I don't know if I'm just embarrassingly late to the game or if this is a new feature, but if you Google "sample ballot" it will give you a field to type in your location, and after you enter that it will list the positions and referenda that will be on your location's next ballot. Clicking on each of them will expand a list of candidates/questions, and clicking on those will fire a Google search on each. This makes life soooo much easier than in the past, where it was a whole ordeal in itself just to find an accurate, timely list of the people and things you're about to vote on (assuming that Google's results are accurate). My town's election page looks like it was designed by a twelve year old in 1997; good luck finding anything timely or relevant there. And the Byzantine state page takes about a dozen clicks to finally get to a 32-page PDF list of candidates with no referenda. Google steps in and makes things easy where governments are still lagging behind!
Holy smokes. For me it brings up delegates to the Imperial Senate. I think I'll be going with Vixur Minn and Thalia Solusar.
Huh. Californians get sample ballots months ahead of time, along with a form to request a mail-in ballot if you want. Good thing, too, given how many idiot propositions we have to wade through every year.
I got a[n incomplete] sample ballot in the mail a couple years ago, too, along with a list with my name and some of my neighbors' names and which previous elections we had voted in within the past few years. I think it was a way to try to shame us into voting (and not a very fair one, as at least one of those neighbors with an empty-looking record had only moved to the state a few months prior) and was pretty distasteful.
In Washington we get mailed a voter pamphlet about a week before the ballots get mailed out. For elected positions there is candidate information and statements. For Initiatives and Referenda there is a statement of what it does, a fiscal statement of the impacts of it, and statements both for and against. https://wei.sos.wa.gov/agency/osos/EN/Pages/OnlineVotersGuide.aspx That's just statewide stuff. Unfortunately King County Elections builds you a 'custom' online voter pamphlet when you put in your information so I can't show that.

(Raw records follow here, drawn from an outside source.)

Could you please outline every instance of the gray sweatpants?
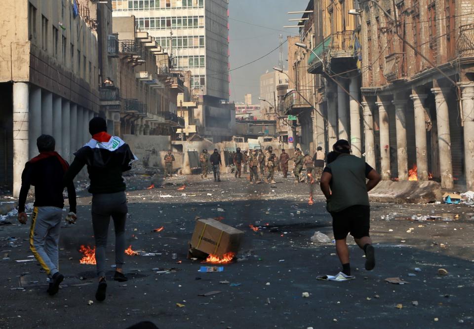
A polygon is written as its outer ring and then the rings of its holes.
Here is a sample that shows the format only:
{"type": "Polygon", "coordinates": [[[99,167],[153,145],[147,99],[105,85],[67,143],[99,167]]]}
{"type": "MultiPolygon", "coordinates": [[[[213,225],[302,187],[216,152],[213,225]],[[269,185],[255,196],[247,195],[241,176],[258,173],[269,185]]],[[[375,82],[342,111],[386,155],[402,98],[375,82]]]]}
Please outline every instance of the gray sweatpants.
{"type": "Polygon", "coordinates": [[[112,217],[115,230],[115,264],[121,268],[124,263],[125,221],[128,211],[125,192],[92,196],[92,227],[95,239],[95,261],[97,275],[105,276],[105,250],[107,247],[109,223],[112,217]]]}
{"type": "Polygon", "coordinates": [[[58,243],[63,210],[35,207],[30,228],[30,249],[51,278],[59,270],[58,243]]]}

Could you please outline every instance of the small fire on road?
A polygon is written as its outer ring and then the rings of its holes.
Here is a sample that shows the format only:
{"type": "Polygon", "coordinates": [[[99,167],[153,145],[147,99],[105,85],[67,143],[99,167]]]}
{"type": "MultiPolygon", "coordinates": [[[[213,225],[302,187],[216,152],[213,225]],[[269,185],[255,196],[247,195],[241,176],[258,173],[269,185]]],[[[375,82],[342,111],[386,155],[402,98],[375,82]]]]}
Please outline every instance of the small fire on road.
{"type": "Polygon", "coordinates": [[[91,248],[88,246],[85,247],[82,245],[79,248],[79,252],[84,255],[84,256],[79,261],[79,263],[95,265],[95,246],[93,248],[91,248]]]}
{"type": "Polygon", "coordinates": [[[138,255],[138,253],[136,251],[132,250],[132,245],[130,245],[128,246],[128,248],[125,250],[125,253],[126,254],[129,256],[136,256],[138,255]]]}
{"type": "Polygon", "coordinates": [[[211,254],[202,262],[209,264],[230,264],[232,262],[234,257],[235,256],[235,253],[232,252],[224,254],[222,257],[219,257],[211,254]]]}
{"type": "Polygon", "coordinates": [[[158,227],[158,228],[155,228],[153,230],[153,232],[161,232],[164,229],[164,226],[161,226],[161,227],[158,227]]]}

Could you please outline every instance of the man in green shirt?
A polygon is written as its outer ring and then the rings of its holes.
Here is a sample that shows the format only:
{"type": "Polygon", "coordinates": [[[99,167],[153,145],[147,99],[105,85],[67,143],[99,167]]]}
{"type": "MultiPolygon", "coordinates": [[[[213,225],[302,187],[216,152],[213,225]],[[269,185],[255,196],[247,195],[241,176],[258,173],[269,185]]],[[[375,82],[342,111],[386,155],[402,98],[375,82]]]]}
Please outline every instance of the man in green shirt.
{"type": "Polygon", "coordinates": [[[349,143],[340,140],[332,147],[337,157],[324,168],[321,189],[332,217],[336,250],[343,273],[351,275],[346,239],[352,235],[365,253],[365,269],[375,266],[375,252],[369,235],[370,208],[368,192],[380,181],[380,175],[360,158],[351,155],[349,143]],[[366,181],[366,179],[368,181],[366,181]]]}

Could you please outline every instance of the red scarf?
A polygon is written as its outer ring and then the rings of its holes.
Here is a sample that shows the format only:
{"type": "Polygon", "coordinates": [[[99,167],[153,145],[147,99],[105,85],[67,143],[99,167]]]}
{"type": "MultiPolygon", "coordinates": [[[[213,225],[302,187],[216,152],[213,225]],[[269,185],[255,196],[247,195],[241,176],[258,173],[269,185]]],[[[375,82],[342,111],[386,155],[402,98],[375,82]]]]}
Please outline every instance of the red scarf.
{"type": "Polygon", "coordinates": [[[51,156],[55,156],[56,158],[59,160],[59,163],[61,163],[61,165],[62,166],[63,169],[64,170],[64,172],[66,172],[69,168],[69,165],[68,165],[68,163],[66,162],[66,161],[61,157],[61,155],[60,155],[58,152],[55,151],[40,152],[39,155],[35,156],[29,162],[30,163],[35,163],[40,160],[47,159],[47,158],[51,157],[51,156]]]}
{"type": "Polygon", "coordinates": [[[97,133],[95,135],[92,135],[92,139],[95,140],[99,143],[109,142],[112,138],[112,137],[111,136],[105,131],[101,131],[100,133],[97,133]]]}

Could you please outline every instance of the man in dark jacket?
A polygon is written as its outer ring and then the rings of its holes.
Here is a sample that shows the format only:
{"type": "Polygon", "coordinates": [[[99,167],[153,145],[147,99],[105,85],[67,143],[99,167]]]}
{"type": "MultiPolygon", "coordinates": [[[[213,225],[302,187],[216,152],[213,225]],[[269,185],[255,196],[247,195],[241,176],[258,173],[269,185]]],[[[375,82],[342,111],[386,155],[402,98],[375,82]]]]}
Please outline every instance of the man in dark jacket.
{"type": "Polygon", "coordinates": [[[125,221],[127,217],[126,186],[122,173],[131,169],[137,160],[123,141],[107,134],[107,123],[96,117],[89,122],[92,136],[89,142],[75,154],[76,157],[64,178],[65,183],[72,182],[85,165],[90,180],[89,192],[92,194],[92,217],[95,239],[95,259],[99,286],[95,298],[105,299],[107,284],[105,280],[105,249],[107,245],[109,223],[112,216],[115,232],[116,270],[114,279],[127,281],[122,272],[126,249],[125,221]]]}
{"type": "Polygon", "coordinates": [[[219,151],[217,148],[214,150],[214,153],[211,154],[209,158],[211,162],[211,165],[212,166],[212,172],[214,173],[214,181],[221,181],[221,165],[222,164],[221,161],[221,155],[219,154],[219,151]]]}
{"type": "MultiPolygon", "coordinates": [[[[25,165],[21,175],[21,189],[18,200],[18,221],[26,224],[28,217],[25,203],[30,186],[35,186],[35,203],[30,229],[30,249],[46,271],[49,279],[47,292],[57,293],[64,277],[59,273],[59,228],[62,217],[63,176],[69,167],[68,163],[54,151],[56,142],[52,136],[42,135],[37,141],[40,155],[25,165]]],[[[75,221],[76,190],[71,181],[67,185],[69,214],[67,219],[75,221]]]]}
{"type": "Polygon", "coordinates": [[[242,171],[242,162],[243,162],[243,154],[240,152],[240,148],[237,147],[237,151],[234,154],[234,164],[236,165],[236,178],[237,174],[238,178],[240,178],[240,173],[242,171]]]}
{"type": "Polygon", "coordinates": [[[326,197],[327,210],[332,217],[336,251],[343,273],[351,275],[347,235],[365,253],[365,269],[375,266],[375,252],[369,234],[370,208],[368,192],[380,181],[380,175],[363,160],[352,155],[345,140],[333,146],[327,165],[321,177],[321,189],[326,197]],[[333,155],[337,155],[334,159],[333,155]],[[366,179],[368,181],[366,181],[366,179]]]}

We have access to this through the state's byzantine website. Google does it better, but unfortunately, I feel compelled to check the "official" ballot just the same.
Now if only there were candidates worth voting for. I'm going to be leaving half my ballot blank because CA disallows write-ins in party-nominated offices. Such bullshit, that. As for the issues, what a minefield.
Our county's supervisor of elections website has had this feature for years plus we get sample ballots mailed to us.Sorry to see that there are still counties in the U.S that hasn't discovered the wonders of the internet.